A 24-year-old woman, writing in The Nation magazine, wondered why there seems to be a disconnect between feminist politics and mainstream motherhood, as embodied by parenting blogs and mom-centric media.

 

“Whatever the reasons for the separation between moms and mainstream feminism, it will be disappointing if we don't close the gap soon — particularly when more women from my generation of feminists start to have kids,” wrote Nona Willis Aronowitz. “Keeping family issues off the feminist radar ‘is keeping our power defused,’ [Chicago-based feminist blogger Veronica] Arreola says. It's also going to force me to file six months' paid maternity leave under ‘wishful thinking’ when I decide to become a mother.”

 

How can those in political/activist circles help repair the breach?

 

“The fact is, American society is still not very kid-friendly, and that extends to activist circles,” Willis Aronowitz said. “A tangible way to get moms more involved in feminism — or any kind of activism — is to make children more welcome in public spaces.
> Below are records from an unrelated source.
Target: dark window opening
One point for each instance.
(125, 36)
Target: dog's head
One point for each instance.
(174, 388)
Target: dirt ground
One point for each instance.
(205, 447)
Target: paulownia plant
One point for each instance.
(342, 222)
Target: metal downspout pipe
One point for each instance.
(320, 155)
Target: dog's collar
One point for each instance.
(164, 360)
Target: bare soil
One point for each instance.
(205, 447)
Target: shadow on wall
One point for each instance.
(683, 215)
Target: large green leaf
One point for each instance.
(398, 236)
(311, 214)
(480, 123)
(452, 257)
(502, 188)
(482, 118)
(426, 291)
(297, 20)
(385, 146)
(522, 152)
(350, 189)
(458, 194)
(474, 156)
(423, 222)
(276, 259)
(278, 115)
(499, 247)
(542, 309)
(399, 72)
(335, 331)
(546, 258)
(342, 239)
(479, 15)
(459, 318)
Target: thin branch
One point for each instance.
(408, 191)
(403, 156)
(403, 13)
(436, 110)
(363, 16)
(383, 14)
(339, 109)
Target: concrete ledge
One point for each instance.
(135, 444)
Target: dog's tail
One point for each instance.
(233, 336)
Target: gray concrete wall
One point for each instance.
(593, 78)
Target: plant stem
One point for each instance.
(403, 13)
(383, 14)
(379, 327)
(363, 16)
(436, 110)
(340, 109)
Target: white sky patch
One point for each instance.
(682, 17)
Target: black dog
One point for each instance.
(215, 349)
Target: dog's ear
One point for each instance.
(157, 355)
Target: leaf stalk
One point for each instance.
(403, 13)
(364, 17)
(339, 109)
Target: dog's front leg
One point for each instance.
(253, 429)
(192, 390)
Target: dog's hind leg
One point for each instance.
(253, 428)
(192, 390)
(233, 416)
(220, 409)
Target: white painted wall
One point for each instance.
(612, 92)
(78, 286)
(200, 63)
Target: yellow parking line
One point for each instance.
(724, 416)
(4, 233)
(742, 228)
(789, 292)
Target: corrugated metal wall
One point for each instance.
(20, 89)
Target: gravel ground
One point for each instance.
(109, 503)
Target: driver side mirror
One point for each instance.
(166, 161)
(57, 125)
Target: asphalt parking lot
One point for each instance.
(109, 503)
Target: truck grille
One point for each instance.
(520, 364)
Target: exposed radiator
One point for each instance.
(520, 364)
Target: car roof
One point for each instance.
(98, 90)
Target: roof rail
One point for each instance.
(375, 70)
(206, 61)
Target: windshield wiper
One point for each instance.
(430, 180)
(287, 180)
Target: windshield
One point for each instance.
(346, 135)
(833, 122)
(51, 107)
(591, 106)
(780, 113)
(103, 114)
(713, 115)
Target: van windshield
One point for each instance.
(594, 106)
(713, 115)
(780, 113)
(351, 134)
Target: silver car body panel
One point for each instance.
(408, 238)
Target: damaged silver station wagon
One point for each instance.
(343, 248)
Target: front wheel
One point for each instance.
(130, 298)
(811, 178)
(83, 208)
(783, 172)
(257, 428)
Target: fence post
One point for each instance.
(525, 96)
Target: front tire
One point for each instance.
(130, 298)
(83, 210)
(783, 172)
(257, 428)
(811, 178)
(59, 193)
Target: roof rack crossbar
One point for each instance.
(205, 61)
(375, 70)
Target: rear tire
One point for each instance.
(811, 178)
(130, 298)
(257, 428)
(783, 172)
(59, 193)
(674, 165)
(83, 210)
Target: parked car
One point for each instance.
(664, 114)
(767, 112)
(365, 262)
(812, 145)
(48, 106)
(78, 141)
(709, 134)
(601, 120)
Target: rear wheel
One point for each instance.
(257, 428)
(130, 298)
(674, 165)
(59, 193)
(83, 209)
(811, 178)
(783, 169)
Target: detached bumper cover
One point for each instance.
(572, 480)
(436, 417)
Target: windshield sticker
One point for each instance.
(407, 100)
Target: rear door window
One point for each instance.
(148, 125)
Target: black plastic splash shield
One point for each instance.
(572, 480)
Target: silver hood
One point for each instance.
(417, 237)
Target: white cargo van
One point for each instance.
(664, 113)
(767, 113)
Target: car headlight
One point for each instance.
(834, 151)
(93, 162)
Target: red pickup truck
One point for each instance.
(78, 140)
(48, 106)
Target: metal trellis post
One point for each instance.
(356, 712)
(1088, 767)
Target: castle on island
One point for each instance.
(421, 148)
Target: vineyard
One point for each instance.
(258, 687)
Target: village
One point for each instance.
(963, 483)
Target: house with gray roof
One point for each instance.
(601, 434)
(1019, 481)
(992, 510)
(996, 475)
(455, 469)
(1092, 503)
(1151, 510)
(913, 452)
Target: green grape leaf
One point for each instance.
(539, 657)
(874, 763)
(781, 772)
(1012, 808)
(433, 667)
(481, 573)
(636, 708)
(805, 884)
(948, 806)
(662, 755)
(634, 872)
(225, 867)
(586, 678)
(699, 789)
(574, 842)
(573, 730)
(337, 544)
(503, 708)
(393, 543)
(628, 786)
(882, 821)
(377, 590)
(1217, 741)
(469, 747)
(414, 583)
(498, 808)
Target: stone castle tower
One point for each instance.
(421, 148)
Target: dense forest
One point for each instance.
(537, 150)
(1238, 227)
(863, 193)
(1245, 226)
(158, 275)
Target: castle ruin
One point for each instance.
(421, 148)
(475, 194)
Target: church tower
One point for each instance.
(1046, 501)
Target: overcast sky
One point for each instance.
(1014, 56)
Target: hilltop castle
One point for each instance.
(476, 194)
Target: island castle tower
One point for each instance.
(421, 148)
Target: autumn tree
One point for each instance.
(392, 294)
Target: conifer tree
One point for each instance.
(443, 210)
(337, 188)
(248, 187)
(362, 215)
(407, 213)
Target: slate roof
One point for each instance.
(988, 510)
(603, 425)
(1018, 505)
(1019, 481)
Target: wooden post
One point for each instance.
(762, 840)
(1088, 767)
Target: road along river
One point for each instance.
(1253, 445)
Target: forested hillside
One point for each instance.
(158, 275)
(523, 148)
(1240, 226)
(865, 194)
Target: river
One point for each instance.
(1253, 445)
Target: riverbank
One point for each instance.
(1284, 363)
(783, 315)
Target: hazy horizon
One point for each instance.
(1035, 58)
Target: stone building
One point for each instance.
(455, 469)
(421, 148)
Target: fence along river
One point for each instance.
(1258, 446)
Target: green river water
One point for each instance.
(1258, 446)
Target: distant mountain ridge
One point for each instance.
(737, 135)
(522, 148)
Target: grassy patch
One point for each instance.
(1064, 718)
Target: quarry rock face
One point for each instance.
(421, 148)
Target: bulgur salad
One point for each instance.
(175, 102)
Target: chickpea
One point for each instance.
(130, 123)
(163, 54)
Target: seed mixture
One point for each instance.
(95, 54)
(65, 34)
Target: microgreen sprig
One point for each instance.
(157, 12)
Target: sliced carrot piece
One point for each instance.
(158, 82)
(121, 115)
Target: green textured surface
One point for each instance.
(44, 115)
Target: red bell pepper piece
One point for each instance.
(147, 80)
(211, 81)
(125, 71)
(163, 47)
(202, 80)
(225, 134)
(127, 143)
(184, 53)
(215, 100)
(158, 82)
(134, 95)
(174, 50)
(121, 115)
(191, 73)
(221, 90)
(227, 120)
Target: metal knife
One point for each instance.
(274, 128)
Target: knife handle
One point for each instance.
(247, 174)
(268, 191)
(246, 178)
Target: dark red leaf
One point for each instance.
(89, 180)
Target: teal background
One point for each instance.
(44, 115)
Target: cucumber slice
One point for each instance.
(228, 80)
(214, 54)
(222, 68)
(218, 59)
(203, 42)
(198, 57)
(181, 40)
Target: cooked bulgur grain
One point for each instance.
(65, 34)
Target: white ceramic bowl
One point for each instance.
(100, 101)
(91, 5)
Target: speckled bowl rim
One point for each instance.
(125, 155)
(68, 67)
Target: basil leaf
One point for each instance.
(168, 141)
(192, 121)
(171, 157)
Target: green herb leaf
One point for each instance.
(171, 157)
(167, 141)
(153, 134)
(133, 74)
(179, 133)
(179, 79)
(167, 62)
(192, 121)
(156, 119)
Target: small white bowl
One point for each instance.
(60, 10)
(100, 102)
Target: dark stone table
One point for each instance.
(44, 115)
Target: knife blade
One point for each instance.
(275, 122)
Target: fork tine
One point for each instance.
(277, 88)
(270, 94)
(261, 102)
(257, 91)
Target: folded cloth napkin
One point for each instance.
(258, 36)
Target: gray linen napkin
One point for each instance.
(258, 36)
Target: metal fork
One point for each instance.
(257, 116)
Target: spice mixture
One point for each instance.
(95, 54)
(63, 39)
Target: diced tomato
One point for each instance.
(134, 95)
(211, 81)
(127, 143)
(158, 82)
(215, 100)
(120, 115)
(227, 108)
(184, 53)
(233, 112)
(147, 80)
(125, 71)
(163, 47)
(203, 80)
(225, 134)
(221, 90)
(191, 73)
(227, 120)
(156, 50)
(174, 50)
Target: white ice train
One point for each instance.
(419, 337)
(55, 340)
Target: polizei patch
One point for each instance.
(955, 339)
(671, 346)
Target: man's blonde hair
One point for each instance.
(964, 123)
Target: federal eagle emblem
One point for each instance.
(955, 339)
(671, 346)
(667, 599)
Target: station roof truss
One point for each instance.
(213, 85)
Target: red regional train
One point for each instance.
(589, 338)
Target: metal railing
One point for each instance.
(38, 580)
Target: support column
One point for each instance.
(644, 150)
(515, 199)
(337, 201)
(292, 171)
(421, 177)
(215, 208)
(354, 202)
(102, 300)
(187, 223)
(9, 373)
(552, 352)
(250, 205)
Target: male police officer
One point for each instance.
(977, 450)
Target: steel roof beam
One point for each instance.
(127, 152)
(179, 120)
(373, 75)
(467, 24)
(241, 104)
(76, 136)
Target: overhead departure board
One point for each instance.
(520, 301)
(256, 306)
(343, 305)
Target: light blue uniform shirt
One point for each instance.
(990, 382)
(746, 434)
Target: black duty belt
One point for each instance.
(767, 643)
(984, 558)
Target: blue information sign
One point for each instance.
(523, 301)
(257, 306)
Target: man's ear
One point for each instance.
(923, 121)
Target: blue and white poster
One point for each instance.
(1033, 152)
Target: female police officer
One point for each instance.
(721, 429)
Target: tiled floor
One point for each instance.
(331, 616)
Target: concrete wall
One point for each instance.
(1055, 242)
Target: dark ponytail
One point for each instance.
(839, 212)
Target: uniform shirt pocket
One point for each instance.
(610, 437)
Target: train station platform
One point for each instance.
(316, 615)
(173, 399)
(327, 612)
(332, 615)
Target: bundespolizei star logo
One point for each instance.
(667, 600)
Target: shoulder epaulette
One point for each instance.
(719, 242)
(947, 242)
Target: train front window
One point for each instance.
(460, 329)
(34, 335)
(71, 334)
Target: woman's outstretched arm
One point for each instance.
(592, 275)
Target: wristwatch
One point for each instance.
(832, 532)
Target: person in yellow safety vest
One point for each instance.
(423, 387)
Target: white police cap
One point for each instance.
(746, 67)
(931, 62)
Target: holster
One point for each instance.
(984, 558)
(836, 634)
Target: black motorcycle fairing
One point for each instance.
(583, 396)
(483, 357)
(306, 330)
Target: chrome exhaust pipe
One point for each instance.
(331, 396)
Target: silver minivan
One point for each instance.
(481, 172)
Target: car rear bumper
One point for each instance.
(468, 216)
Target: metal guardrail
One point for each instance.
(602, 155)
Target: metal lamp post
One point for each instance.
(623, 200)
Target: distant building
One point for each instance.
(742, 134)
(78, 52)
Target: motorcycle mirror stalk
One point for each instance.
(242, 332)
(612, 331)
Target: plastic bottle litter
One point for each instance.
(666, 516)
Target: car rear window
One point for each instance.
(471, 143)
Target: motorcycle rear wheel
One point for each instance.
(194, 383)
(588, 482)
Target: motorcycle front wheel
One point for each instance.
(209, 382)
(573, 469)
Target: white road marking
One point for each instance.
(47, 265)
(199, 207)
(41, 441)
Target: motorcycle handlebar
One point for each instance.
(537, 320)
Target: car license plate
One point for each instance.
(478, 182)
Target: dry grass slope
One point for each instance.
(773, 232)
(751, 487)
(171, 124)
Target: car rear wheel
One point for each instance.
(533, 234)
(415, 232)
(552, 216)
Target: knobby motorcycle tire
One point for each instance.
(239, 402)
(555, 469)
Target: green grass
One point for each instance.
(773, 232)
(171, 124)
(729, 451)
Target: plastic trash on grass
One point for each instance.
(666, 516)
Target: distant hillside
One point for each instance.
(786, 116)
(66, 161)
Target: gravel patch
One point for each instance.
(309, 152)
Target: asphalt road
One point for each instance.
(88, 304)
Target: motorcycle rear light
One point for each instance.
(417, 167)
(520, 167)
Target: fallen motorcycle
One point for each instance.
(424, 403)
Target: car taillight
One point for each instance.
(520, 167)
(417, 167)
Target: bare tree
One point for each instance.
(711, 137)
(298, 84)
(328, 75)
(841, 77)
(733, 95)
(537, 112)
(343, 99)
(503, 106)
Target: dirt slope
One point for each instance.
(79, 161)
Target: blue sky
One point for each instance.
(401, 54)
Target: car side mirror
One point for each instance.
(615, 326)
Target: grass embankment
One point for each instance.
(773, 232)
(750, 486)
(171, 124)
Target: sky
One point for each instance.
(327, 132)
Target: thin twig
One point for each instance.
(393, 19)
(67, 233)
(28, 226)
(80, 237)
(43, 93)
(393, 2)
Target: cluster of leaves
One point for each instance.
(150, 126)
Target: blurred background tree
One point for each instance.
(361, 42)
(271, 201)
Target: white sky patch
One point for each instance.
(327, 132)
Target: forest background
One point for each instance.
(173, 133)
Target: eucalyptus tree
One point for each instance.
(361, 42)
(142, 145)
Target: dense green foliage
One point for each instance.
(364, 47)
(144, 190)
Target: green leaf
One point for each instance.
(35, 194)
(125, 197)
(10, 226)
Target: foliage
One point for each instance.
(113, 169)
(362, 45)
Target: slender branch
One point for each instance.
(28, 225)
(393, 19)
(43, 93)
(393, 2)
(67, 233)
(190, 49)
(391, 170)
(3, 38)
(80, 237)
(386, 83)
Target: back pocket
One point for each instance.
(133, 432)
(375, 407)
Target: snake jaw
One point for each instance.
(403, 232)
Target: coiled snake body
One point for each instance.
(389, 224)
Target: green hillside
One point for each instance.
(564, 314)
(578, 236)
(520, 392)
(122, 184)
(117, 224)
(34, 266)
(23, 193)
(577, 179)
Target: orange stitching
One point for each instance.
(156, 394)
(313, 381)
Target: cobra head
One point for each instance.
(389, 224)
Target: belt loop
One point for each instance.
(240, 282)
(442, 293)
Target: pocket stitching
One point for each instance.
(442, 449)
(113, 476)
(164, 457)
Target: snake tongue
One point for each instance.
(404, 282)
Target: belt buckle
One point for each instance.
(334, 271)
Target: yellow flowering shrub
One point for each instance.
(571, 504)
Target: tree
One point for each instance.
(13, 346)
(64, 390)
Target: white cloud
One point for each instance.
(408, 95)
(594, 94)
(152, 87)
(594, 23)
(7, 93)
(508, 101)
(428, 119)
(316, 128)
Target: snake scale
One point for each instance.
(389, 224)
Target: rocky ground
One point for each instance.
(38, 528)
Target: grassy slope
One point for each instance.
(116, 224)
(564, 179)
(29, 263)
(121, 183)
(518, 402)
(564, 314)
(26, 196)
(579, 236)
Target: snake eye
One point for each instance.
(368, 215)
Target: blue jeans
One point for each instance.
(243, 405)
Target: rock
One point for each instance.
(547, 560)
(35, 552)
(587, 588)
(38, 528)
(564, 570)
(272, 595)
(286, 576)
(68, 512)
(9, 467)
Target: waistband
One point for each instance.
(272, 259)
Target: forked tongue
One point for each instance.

If more organizations provided free childcare at events and conferences that would be a start. Not having meetings at 10 p.m. in a bar would help, too. Moms also have to be able to choose their level of involvement (another reason why blogs and social networking sites are perfect venues for feminist moms).”

 

But are blogs and social networking sites a good venue for feminist moms?

 

Katie Rolphe is taking issue with women using social media to show their motherhood, namely using children's photos in one's Facebook profile. Romi Lassally explains on the Huffington Post, "[According to Rolphe] by choosing to represent my online persona with my kid's picture instead of my own, I was revealing something very unsettling about myself and the state of modern womanhood at large: I was subjugating my personal identity as a woman by putting my mommy face front and center."

 

Lassally ultimately disagrees with Rolphe, remarking, "While making strident sweeping statements about women, facebook and photographs, Katie's piece doesn't leave any room for other reasons women might as she says, 'hide behind photos of their kids.' Such as being proud of them or sharing their progress with interested friends and family...Perhaps now that I know being a strong woman means I can't post my kid's picture on my profile I can stick with something less offensive, like a picture of our family's golden retriever? But then I fear observers like Katie might jump to the conclusion that we women have gone to the dogs."